Our program prides itself on resting at the intersection between what children and families need and what the church can and should provide. Churches need young families, sure, but not as fixtures sitting in the back pews. They need us to bring life to the church in a real way, finding ways to connect to members of every generation with meaning, understanding and love.
And what do we—as young families—need from the church? Well, probably more than we think. Parishioner Jaci Conry Hogan wrote an article last winter about children and empathy, and quotes of mine appeared alongside Harvard professor Richard Weissbourd, the world’s leading researcher on the matter. Weissbourd dedicates his life to finding ways to make children more caring, making him a bona fide superhero. To me, at least.
His research and that of others offers some grim facts about children’s values (and what they perceive their parents’ value to be).
In a study of over 10,000 children and youth, more than 80% believe their parents value—most of all—high achievement and personal happiness, trumping kindness and caring. This, despite a whopping 96% of parents claiming that they actually value caring and kindness more. It appears children aren’t getting the message that we think we’re sending: that being a good person is important, like super important. I find this incredibly troublesome, though shamefully affirming. Parents at Saint Barnabas already had this hunch, and told me so, which is why our program was created in the first place.

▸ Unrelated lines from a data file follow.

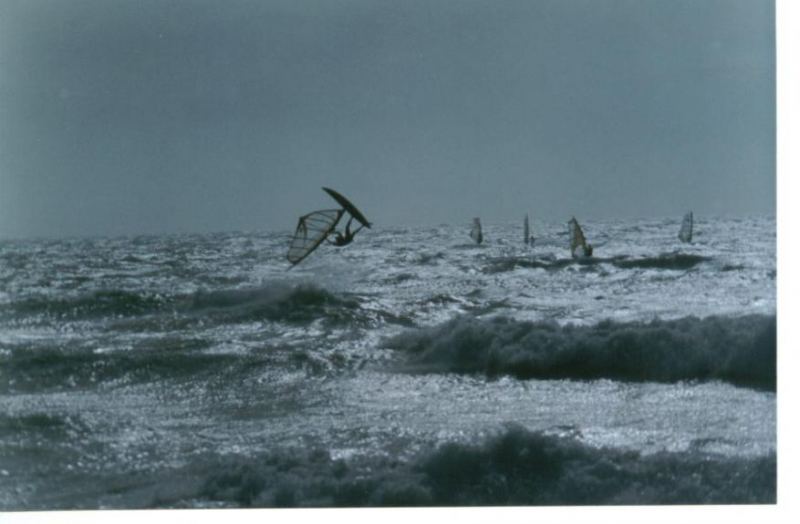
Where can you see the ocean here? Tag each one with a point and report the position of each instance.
(410, 368)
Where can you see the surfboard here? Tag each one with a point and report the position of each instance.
(348, 206)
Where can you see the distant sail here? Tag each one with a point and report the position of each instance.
(476, 233)
(527, 231)
(316, 226)
(577, 240)
(687, 227)
(311, 230)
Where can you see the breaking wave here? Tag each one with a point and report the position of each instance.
(739, 350)
(515, 467)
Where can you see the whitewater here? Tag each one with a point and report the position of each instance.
(412, 367)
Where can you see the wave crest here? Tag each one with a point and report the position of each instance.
(515, 467)
(740, 350)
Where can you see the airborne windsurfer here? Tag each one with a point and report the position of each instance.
(344, 239)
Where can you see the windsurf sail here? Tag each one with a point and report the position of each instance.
(527, 231)
(685, 234)
(576, 239)
(311, 230)
(476, 233)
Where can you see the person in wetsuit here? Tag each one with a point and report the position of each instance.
(344, 239)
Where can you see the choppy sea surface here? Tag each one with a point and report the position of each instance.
(411, 367)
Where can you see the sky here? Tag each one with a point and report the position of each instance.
(145, 116)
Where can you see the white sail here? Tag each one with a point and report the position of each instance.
(311, 230)
(476, 233)
(687, 226)
(527, 230)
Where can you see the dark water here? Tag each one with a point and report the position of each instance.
(410, 368)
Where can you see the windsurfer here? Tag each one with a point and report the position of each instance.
(344, 239)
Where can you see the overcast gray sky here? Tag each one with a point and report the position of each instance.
(147, 116)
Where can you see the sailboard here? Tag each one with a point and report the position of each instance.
(313, 228)
(476, 233)
(685, 234)
(577, 240)
(527, 230)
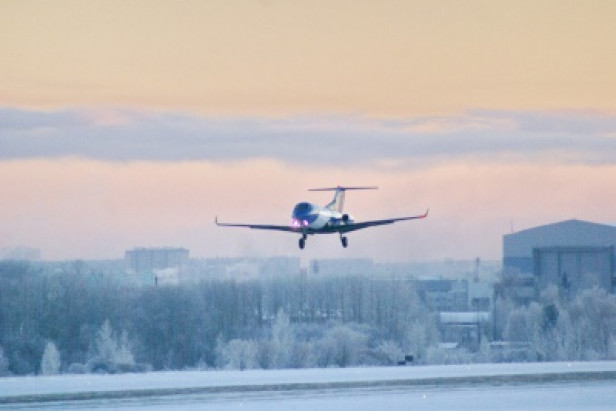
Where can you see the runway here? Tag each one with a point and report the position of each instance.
(485, 386)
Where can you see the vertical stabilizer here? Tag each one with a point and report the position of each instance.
(337, 203)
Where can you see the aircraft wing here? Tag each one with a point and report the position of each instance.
(261, 226)
(373, 223)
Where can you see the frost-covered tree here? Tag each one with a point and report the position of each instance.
(111, 351)
(282, 341)
(106, 345)
(240, 354)
(4, 363)
(51, 362)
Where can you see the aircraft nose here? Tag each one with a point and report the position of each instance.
(302, 210)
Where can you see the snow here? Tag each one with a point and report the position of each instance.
(505, 386)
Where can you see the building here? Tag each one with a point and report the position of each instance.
(571, 255)
(149, 260)
(21, 253)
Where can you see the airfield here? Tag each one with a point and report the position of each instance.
(528, 386)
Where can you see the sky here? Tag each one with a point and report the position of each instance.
(134, 123)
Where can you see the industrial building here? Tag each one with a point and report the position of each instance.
(147, 260)
(572, 255)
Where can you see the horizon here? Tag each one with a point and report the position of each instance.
(135, 124)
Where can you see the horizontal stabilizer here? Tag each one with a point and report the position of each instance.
(339, 188)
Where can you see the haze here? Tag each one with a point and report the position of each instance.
(134, 123)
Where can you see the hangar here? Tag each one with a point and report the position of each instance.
(571, 255)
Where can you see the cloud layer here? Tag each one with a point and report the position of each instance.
(132, 135)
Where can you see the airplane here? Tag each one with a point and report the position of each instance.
(310, 219)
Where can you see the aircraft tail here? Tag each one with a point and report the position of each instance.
(337, 203)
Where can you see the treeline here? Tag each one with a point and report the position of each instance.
(95, 323)
(80, 321)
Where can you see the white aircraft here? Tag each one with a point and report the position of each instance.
(309, 219)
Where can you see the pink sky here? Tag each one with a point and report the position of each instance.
(134, 123)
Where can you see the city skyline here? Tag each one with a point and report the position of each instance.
(128, 124)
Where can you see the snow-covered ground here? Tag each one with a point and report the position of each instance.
(578, 385)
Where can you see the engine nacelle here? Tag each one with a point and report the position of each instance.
(347, 219)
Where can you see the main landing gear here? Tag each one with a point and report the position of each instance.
(302, 241)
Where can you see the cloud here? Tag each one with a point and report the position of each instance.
(132, 135)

Parents sense that their messages of love and kindness are being drowned out by the noise of personal success and high achievement in our culture. And it turns out, that’s exactly what’s happening. But don’t despair. I met with Weissbourd this summer, both to explore how his research could be useful in my book*, but also in our children and youth programs. The good news is that he’s optimistic about programs like ours and recommends four things that can shift the balance toward more caring children: regular practice of taking care of others, role models who have similar values, productive ways to manage destructive feelings like envy or anger, and learning to empathize with others. We’re doing all of those things here, all through the lens of a theme we’ve no plans to discontinue: love.
With a focus on developing empathy through intergenerational relationships and age-appropriate service projects, we aim to help parents raise children who are caring and kind, giving and grateful, and who feel prepared to use love of self, neighbor and God to address today’s challenges and those that lie ahead.
The plan: do even more of that in the coming year.